Anderson Plumbing's conference room was full of donated supplies in only a few days.
“People were coming in car after car to drop off all kinds of donations,” Kelly says. “Employees would take their lunch hour and go in the room where the donations were being stored and help sort through and organize the items. On Wednesday evening (Sept. 6), when it came time to load the trucks, technicians came in after they got off work to lift the heavy boxes into truck. The amount of support was truly amazing.
“People feel so helpless because what can you do when everybody is thousands of miles away? They were looking for a way that they could help. People, as they brought in donations, said ‘Thank you, this is so wonderful what you’re doing.’ This effort made us realize what a tight-knit group we are at Anderson Plumbing, and even though we are a large company, everyone just pitched in. This added to our culture and what we do here. We are truly a family.”
The Trip to Texas
On Thursday, Sept. 7, Watkins and three others — George Perez, Octavio Garcia, and Vito Romani — headed off on a 32-hour journey to Texas with two trucks and a trailer loaded full of supplies. After arriving Friday night and delivering the supplies, the group returned to San Diego on Sunday.

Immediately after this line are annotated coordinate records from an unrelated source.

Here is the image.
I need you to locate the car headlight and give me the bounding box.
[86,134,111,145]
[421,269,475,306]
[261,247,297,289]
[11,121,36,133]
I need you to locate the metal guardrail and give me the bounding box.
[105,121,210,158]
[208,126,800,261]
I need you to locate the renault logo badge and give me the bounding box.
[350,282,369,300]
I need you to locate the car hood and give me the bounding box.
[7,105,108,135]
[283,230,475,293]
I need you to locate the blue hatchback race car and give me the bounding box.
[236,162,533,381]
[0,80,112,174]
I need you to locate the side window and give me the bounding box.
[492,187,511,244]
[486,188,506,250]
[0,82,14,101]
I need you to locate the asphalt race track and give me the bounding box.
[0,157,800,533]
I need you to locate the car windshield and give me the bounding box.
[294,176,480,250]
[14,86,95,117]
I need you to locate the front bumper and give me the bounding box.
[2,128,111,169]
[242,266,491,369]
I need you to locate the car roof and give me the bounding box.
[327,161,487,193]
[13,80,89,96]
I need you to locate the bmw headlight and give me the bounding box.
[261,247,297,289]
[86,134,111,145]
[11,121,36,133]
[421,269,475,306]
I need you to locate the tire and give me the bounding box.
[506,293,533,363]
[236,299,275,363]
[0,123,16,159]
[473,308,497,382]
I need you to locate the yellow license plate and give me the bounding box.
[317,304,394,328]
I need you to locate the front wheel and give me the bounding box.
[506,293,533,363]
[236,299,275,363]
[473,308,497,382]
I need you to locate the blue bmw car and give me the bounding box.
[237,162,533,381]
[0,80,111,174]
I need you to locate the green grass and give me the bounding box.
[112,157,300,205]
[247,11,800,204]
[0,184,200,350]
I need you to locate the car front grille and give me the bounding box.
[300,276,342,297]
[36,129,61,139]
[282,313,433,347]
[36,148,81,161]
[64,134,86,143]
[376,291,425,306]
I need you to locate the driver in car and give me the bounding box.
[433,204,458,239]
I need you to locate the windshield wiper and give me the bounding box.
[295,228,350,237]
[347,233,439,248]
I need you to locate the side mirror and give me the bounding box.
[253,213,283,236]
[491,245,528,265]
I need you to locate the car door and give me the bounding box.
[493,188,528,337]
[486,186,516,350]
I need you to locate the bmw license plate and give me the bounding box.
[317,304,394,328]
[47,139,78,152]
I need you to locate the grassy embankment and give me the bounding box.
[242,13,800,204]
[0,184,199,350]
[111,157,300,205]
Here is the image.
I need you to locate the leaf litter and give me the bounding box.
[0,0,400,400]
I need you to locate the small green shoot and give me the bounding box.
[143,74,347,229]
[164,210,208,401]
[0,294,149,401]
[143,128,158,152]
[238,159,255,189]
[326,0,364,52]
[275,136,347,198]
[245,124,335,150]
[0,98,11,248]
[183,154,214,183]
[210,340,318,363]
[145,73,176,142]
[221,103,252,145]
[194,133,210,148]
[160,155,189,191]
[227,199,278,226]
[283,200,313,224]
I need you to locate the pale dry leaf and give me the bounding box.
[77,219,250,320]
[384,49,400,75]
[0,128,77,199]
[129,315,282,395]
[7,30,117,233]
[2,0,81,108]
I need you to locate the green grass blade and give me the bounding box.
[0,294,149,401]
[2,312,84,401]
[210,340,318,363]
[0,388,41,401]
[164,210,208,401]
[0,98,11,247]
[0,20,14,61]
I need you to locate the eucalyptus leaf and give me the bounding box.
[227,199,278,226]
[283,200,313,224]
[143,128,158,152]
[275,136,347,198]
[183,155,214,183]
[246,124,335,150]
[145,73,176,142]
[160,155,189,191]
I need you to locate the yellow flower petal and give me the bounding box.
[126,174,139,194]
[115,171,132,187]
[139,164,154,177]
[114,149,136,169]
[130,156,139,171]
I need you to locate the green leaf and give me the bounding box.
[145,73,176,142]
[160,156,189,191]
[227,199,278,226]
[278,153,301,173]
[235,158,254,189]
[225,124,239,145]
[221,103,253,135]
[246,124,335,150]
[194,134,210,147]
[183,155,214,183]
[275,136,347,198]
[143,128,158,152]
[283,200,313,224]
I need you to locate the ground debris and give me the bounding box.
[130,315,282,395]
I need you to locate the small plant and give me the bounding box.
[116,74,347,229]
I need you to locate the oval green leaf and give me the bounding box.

Anderson Plumbing not only covered the costs of getting to and back from Houston, but also the salaries of the employees for the time they were away.
“It was the right thing to do,” says Kelly. “They made a generous sacrifice and you don’t want their families to suffer too. These men have families to support and they work hard. What they did is a reflection of our values.”
“A lot of companies talk about family, family, family,” says Watkins, “but for Mary Jean and Kelly, it’s definitely about family and it’s pretty awesome. I want to thank them and the whole Anderson family and people of San Diego for making this happen.”
Watkins’ mother and a few relatives knew that he was coming in with supplies. Supplies were distributed to family and friends in the Baytown area; people in nearby Pinehurst who completely flooded out; Lincoln Cedars, a low-income community; and a church, which helped disperse supplies throughout Baytown.
The scene the Anderson Plumbing crew saw when they arrived in Houston.
“My mom’s house was accessible,” Watkins says, “but both sides of the street were lined with the insides of people’s houses. The smell was horrible — mold and mildew — I’ll never forget it. But the attitude of the people was ‘We’ve been handed bad cards, but we’re all banding together to get through it.’ People are helping each other out, even total strangers. My family and friends were part of that effort be it helping to remove stuff from homes or using their boats to rescue people from their houses.
“I wish we could have done more, but we were able to do a lot in a short time and make a difference. I’d do the same thing again at the drop of a dime to help people out. What happened made me and many people in the community feel great about themselves — it showed that people have a lot of goodness in their hearts and care about helping each other out.”